To the editor:
I read with interest the article this week concerning the House Natural Resources Committee resolution to attempt to close over 1 million acres of multiple-use public lands in northern Arizona to future claim staking. Congressmen Rahall and Grijalva have resorted to this trick because there was no possibility of Raul Grijalva's bill (HR 5583, addressing the same issues) being acted upon in this session, before the elections in November.
There is a strong possibility that Grijalva's proposal would not have even made it out of this committee (it is divided 27 Democrats to 22 Republicans; 2 Democrats voted against this resolution, which would have made a vote 25-24 in full committee. Five more Democrats did not show up for this session.) In all likelihood, this bill could not have been passed by this session of Congress, or the next.
A similar attempt to use this resolution tactic to force the will of a minority on the public was found unconstitutional by the Supreme Court in a vote of 7 to 2; it is widely believed that the current resolution will likewise be disallowed.

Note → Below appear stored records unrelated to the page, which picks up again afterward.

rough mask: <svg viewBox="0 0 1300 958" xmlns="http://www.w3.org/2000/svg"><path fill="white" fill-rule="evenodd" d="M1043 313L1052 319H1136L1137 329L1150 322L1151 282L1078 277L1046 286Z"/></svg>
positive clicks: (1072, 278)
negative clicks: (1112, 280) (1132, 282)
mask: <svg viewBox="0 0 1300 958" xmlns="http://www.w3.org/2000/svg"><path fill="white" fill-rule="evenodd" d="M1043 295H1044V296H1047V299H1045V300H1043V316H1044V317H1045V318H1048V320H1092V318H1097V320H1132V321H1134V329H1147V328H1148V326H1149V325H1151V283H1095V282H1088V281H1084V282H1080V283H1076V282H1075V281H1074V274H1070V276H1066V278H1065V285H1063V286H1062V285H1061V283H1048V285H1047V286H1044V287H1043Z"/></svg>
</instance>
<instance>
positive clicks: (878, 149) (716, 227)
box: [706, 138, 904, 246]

The entire affair is odious political maneuvering to make sure that the people are deprived of even the chance of having our representatives vote up or down on issues.
The article notes that at the Grijalva hearing in Flagstaff last March "14 witnesses were overwhelming opposed" (to mining), but it failed to point out that only two "mining representatives" were invited and allowed to speak (the panel had originally intended to only invite one mining person), and that these people were treated very discourteously and contemptuously by the partisan panel members.

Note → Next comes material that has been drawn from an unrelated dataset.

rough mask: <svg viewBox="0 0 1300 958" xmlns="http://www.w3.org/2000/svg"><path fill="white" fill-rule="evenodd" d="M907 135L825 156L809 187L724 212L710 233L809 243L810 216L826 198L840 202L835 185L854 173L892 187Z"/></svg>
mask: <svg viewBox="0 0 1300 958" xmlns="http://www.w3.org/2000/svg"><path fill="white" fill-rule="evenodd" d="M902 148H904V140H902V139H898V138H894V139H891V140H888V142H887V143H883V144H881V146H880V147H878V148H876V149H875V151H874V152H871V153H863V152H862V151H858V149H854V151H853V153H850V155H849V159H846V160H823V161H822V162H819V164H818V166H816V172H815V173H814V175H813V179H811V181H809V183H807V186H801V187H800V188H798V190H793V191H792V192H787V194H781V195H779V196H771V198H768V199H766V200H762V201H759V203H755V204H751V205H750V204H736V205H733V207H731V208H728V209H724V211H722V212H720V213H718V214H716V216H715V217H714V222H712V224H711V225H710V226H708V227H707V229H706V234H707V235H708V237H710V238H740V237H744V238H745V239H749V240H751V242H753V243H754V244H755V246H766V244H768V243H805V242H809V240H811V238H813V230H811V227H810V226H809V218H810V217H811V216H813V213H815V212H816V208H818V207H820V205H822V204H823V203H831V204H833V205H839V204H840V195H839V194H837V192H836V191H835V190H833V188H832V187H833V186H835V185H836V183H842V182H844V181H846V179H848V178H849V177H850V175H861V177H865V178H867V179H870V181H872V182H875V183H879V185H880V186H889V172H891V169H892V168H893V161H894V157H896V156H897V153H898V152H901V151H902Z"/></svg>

Of course, the 14 were carefully handpicked because they are opposed, for various reasons, to the mining industry. This is another unfortunate miscarriage of our "representative" law-making system that is practiced by both parties and should be condemned wherever it used. A circus like this does not represent public opinion (even in Flagstaff): this is plain dirty politics. Real public opinion is more clearly represented by recent polls that show 67 percent of Americans favor nuclear power.
Representative Grijalva is quoted as citing "...threats to the rare and natural landscape in and around Grand Canyon..." as the reason for "emergency action." This is only Grijalva's opinion: he certainly does not bother to cite any specifics. There is a large body of information available that clearly (to a rational person) debunks the idea that uranium exploration or mining "threaten" the area in any way. This information was made available to, but was widely ignored by, the committee majority members.
There simply is no such "emergency" from claim staking and drilling today. There will be no harm in the Canyon as no exploration or mining activity is allowed anywhere within the National Park boundaries.
Much more claim staking, drilling and mining occurred in this area during the 1980s and 1990s and did not result in any adverse effects on the Canyon, the surrounding area, local populations, visitors' enjoyment, or the land and water. In fact, most people did not even know that this was in progress at the time. Because of careful reclamation by the industry, evidence of all this activity is almost impossible to find today, even by people who were involved and familiar with it 25 years ago.
Mr. Grijalva has only recently decided that an "emergency" exists. Where has he been for the last 30 years? He also does not seem to think any such "emergency" exists in his own district, where a number of huge open pit copper mines are in operation, and mineral exploration on public lands for additional reserves continues daily.
The story contains two other minor (but again misleading) errors: There are in fact fewer than 600 new claims staked on the South Rim. A company did stake 1,875 claims here last summer, but for whatever reason failed to file (with the Bureau of Land Management) most of them. They only retained 75 claims. This true total is far fewer than the number of claims staked here in the 1980s, which resulted in only one new mine, which was never brought into production.
Second, the General Mining Act (the "1872 Mining Law" as it is always called, to prove how old and out-of-date it is) only governs claim staking on public lands and various legal aspects of mining. It conveys no other rights.
However, "resource extraction" and processing is governed (highly regulated, and closely monitored) by the Clean Water Act, the National Environmental Protection Act, the Clean Air Act, the National Historic Preservation Act, the Resource Conservation and Recovery Act, the Surface Mining Control and Reclamation Act and the Federal Land Policy and Management Act, as well as by the National Forest Service, the Bureau of Land Management, the Nuclear Regulatory Commission, the Arizona Department of Water Resources, the Arizona Department of Environmental Quality (air and water divisions) and various other state and county agencies and laws.
It is time that some facts about this industry and the history of mining and exploration in our area are made known to the public, and to allow them to decide for themselves on these issues.
It is time for our politicians to allow true democracy to settle these same issues, as the people see fit.
C. J. Crossland
(C. J. Crossland has worked in and/or lived around the uranium mining industry for the last 55 years, including 25 years here in northern Arizona. He is employed by a small domestic uranium exploration company based in Phoenix, and is personally involved in uranium exploration in northern Arizona.)